If the Palestinians decide to sign the Rome statute, Abbas can call for an investigation into crimes in Gaza. That would trigger a backlash from the U.S. and Israel, and could lead to aid cuts to the Palestinian Authority.
The other option would be for the UN Security Council to refer a case to the ICC, as the UN Goldstone report suggested. But since the U.S. has veto power, that option is dead in the water.
2. Universal jurisdiction
This Nuremberg trials-era principle holds that any state around the world has jurisdiction over the most serious crimes under international law. The crimes included in this rubric are violations such as war crimes, genocide, torture and crimes against humanity. Many states have laws providing for universal jurisdiction. Figures like Chilean dictator Augusto Pinochet have been indicted and detained under the principle. But political considerations and legal issues have, in many cases, prevented the exercise of universal jurisdiction.

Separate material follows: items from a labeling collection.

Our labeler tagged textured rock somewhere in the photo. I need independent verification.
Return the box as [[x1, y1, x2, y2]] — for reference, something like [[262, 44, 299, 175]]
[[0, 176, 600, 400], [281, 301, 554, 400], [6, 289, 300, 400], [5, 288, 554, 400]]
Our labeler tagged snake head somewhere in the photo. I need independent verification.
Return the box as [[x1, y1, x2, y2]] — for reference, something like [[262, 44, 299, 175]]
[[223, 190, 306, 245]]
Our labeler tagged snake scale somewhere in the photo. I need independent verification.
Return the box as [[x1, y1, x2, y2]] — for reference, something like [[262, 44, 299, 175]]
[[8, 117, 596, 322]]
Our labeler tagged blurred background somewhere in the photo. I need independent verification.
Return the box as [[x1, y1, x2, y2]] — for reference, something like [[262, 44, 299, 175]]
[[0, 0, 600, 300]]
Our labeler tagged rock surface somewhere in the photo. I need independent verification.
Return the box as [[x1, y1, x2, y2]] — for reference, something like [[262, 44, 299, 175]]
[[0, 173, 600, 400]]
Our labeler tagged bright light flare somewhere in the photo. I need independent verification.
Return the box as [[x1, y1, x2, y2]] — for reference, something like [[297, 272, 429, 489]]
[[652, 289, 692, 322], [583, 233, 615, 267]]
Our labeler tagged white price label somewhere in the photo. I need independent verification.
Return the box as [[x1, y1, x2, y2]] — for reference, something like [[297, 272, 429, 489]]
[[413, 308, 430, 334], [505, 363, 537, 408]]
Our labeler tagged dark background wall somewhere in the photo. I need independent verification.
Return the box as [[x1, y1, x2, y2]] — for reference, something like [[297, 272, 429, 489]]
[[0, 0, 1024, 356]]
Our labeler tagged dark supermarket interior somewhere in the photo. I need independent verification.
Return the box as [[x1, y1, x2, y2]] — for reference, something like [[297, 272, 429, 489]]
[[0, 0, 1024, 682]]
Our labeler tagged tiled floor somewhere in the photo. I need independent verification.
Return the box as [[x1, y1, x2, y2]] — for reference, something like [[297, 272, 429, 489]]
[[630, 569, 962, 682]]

Any state that has laws authorizing universal jurisdiction could conceivably bring a case against Israeli soldiers or officials responsible for prosecuting the latest Gaza assault. Yet the record on accountability for alleged war crimes is dismal.
The most famous case was opened in Spain against Avi Dichter, a former director of the Shin Bet who ordered an Israeli airstrike on the home of Hamas member Saleh Shehadeh in Gaza. The attack killed Shehadeh, his wife and daughter and a number of other civilians living nearby. The Palestinian Center for Human Rights filed charges of crimes against humanity against Dichter in Spain, and a judge decided to open a case in 2009. But later that year, the case was closed.
The Center for Constitutional Rights had filed a case against Dichter in the U.S. for the same attack, but a court of appeals declined to continue hearing the case, deferring to the wishes of the executive branch.
And for many years, Israeli officials feared traveling to the United Kingdom since under British law, citizens can file universal jurisdiction cases against foreigners visiting. In 2005, former Israeli military official Doron Almog fled from Britain after flying there. British security officials were reportedly waiting for him at the airport to arrest him, but Almog never crossed British border control.
After intensive lobbying by Israeli officials, Britain changed their universal jurisdiction laws in 2011, though Haaretz reported the next year that Israeli officials still feared traveling to the UK for fear of being ensnared in the legal system.
3. The International Court of Justice
The ICJ is the official judicial body of the United Nations. The ability to refer cases to the ICJ, though, is limited. The main path is for both states to agree to submit a case to the court. A decision in these types of cases would be binding. In the case of the Palestinians, this is highly unlikely. Israel and the Palestinians are not about to agree to send disputes to an international court.
Another path is to have the United Nations General Assembly, at the request of the Palestinians, refer a case to the court through a vote. This would be a non-binding, advisory decision, much like the 2004 ICJ verdict that Israel’s West Bank separation barrier and settlements were illegal under international law.